Revised numbers from the Centers For Disease Control (CDC) show that as of this past Friday June 27, a total of 18 people have now been infected with the outbreak strain of Shiga toxin-producing Escherichia coli O121 (STEC O121) in five states.

Washington State has the largest number of confirmed cases at 11.

Epidemiology and traceback investigations conducted by local, state, and federal officials indicated that contaminated raw clover sprouts produced by Evergreen Fresh Sprouts, LLC of Moyie Springs, Idaho are the likely source of this outbreak.

The CDC and FDA recommend that consumers do not eat any raw clover sprouts produced by Evergreen Fresh Sprouts and that retailers do not sell or serve them.

E. coli is a group of bacteria that can cause diarrhea, abdominal cramps and pain, nausea, and vomiting.
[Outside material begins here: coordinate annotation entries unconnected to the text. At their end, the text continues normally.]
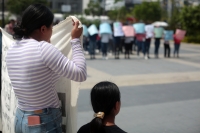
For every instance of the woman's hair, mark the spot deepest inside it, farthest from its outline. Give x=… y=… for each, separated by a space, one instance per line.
x=104 y=96
x=33 y=18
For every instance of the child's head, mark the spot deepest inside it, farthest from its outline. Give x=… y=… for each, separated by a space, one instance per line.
x=105 y=99
x=34 y=17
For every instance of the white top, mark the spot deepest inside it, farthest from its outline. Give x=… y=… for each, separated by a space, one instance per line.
x=35 y=67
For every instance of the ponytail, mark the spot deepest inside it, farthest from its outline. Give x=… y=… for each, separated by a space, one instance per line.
x=19 y=32
x=96 y=125
x=104 y=96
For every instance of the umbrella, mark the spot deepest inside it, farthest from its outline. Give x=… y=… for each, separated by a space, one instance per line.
x=85 y=32
x=160 y=23
x=105 y=28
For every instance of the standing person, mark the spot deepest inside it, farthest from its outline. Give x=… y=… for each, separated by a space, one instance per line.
x=9 y=27
x=158 y=32
x=139 y=42
x=92 y=45
x=177 y=44
x=128 y=46
x=105 y=99
x=149 y=34
x=105 y=37
x=117 y=44
x=35 y=65
x=166 y=49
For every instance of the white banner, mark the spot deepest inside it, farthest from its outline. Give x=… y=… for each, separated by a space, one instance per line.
x=67 y=90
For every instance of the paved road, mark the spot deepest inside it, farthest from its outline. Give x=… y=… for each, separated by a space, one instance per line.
x=158 y=95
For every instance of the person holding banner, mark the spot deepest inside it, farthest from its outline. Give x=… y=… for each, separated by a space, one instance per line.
x=34 y=66
x=168 y=35
x=177 y=43
x=158 y=33
x=105 y=99
x=149 y=34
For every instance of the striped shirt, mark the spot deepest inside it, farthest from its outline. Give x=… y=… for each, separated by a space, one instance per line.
x=35 y=67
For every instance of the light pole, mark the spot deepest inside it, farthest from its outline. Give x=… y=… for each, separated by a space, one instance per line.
x=2 y=24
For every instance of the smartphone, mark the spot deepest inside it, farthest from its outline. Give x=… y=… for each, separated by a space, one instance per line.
x=33 y=120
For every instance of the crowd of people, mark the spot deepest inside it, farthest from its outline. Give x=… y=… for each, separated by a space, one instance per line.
x=48 y=64
x=140 y=42
x=32 y=46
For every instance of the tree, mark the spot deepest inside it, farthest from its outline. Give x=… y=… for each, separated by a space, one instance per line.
x=189 y=19
x=148 y=11
x=18 y=6
x=94 y=8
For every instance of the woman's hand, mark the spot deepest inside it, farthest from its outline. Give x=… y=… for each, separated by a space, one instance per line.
x=76 y=32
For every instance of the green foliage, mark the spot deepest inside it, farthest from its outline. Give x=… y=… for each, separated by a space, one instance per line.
x=148 y=11
x=189 y=19
x=18 y=6
x=94 y=9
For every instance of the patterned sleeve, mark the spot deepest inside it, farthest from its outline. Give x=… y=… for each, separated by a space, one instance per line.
x=74 y=69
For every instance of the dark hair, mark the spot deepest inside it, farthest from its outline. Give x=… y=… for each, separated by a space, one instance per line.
x=104 y=96
x=33 y=18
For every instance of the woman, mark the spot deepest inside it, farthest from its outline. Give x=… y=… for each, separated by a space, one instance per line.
x=105 y=99
x=34 y=66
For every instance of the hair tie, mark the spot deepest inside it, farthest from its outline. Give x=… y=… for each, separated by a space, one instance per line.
x=99 y=115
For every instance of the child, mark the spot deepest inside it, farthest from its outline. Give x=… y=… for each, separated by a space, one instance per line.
x=105 y=100
x=177 y=43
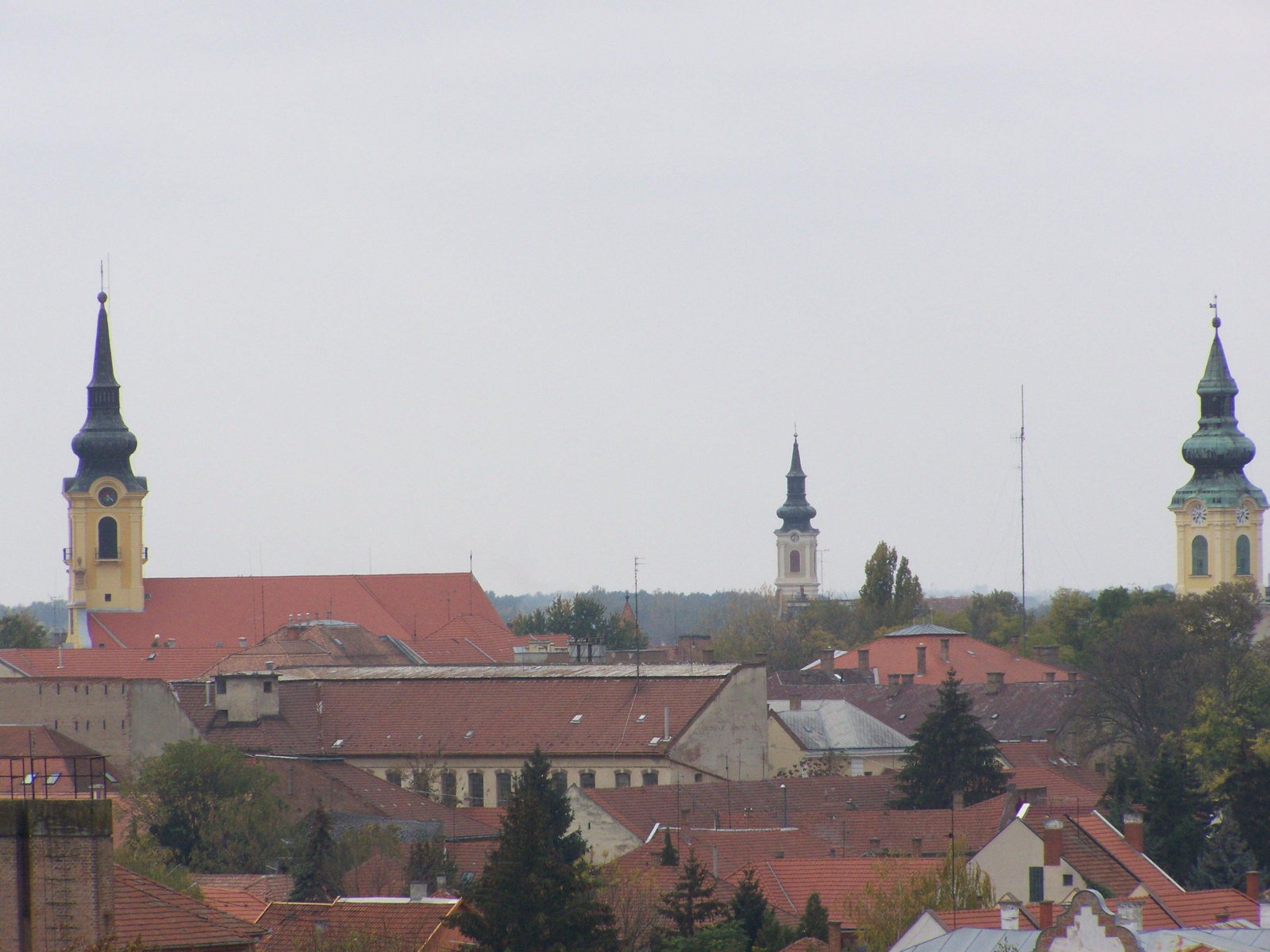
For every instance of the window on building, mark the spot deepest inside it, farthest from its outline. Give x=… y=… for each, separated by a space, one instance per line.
x=1035 y=884
x=1242 y=556
x=107 y=537
x=1199 y=555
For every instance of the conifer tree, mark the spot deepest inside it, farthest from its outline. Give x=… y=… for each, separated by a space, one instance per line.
x=1178 y=812
x=670 y=854
x=1225 y=858
x=749 y=905
x=691 y=903
x=952 y=752
x=814 y=920
x=315 y=871
x=537 y=892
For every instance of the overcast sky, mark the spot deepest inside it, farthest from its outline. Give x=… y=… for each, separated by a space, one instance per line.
x=554 y=283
The infection itself is not considered life-threatening, but allowing symptoms to go untreated may lead to troubling complications like severe dehydration.

If you have recently consumed a brand of raw clover sprouts identified as the source of the outbreak, you may be at risk of acquiring the same infection but may not be showing symptoms yet. The incubation period of E. coli infection is from 2-3 weeks from initial exposure. As such, actively monitor your body for symptoms.

If any symptoms develop, do not self-medicate. Although E. coli is a bacterial infection, the use of antibiotics is highly discouraged; the same goes for antidiarrheal medication. Most E. coli infections clear up on their own after 5 to 10 days of managing the symptoms. If symptoms become too much to bear, you must drop by a facility for occupational medicine and urgent care in Federal Way, like U.S. HealthWorks Medical Group, for treatment.

Luckily, there are certain things you can do to minimize the risk of infection. According to Federal way urgent care doctors, E. coli dies when exposed to temperatures of 158°F. When cooking, you can use a cooking thermometer to make sure that every inch reaches at least 158°F. You should also use separate chopping boards and knives for preparing different dishes to avoid cross-contamination.